Tuesday, March 4, 2014
Chapter 8
This chapter was interesting for me because it really tied in what my government class was recently talking about in our elections unit. The sad reality is that politics is a game and their is definitely a winning strategy; often that strategy is giving some form of payment to a group that will sway your campaign. Kathryn mentioned a key example of this. Often we here politicians talk about their campaigning in Iowa and what they should've done or said there. I never truly understood this until reading this chapter. Politicians "let the tail wag the dog" and it works. Who really truly cares about supporting the mohair market anyway? I sure don't, but I can see how our next presidential candidates would. It's almost disturbing to learn how, dare I say, corrupted, the political game has become.
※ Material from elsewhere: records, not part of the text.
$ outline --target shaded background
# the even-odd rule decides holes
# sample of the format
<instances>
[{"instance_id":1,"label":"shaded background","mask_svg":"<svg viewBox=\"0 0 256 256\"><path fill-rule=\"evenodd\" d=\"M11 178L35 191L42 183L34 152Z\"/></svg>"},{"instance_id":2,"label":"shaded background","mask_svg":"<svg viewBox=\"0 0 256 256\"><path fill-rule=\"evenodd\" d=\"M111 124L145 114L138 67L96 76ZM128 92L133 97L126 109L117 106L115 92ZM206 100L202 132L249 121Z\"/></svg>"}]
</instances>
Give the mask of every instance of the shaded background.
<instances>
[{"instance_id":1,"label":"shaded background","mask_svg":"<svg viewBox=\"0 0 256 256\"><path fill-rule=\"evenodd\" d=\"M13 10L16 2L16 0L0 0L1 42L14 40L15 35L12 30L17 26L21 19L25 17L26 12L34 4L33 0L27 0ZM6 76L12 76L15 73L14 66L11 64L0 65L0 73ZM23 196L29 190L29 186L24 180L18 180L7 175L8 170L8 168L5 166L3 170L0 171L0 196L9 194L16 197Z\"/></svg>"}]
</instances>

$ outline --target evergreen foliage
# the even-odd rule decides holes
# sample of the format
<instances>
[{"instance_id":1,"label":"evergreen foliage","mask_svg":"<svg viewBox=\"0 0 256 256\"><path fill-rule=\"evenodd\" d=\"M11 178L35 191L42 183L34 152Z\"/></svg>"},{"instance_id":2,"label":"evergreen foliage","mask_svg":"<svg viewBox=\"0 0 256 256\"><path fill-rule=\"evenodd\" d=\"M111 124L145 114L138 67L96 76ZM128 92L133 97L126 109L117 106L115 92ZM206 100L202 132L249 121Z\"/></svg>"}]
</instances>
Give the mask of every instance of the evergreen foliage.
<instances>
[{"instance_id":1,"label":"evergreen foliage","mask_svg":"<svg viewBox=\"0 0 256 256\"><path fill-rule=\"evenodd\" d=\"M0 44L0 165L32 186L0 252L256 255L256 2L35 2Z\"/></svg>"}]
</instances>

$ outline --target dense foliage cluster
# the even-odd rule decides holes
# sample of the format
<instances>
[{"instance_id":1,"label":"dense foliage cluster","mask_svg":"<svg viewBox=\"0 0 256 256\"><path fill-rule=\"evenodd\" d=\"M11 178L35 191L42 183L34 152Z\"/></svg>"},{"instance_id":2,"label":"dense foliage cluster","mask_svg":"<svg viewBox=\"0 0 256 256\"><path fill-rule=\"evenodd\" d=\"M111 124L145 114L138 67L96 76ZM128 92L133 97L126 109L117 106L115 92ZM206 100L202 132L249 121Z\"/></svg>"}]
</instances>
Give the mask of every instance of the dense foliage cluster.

The same politicians who support "go green" regulations may very well be supporting a tax subside for corn farmers, who then produce ethanol and weaken our ozone. What scares me about our economic/political corruption is that we are in so deep and that's because the system is acceptable for most Americans. Most people don't think about the extra penny they hand over to an ethanol subside and they don't think about the future affects. People have a tendency to consider how they will be affected in this year and the next, rather than thinking about how their children and grandchildren will be affected in the decades to come. I often wonder what it would take to create a truly fair and just political environment and to be honest it just seems impossible.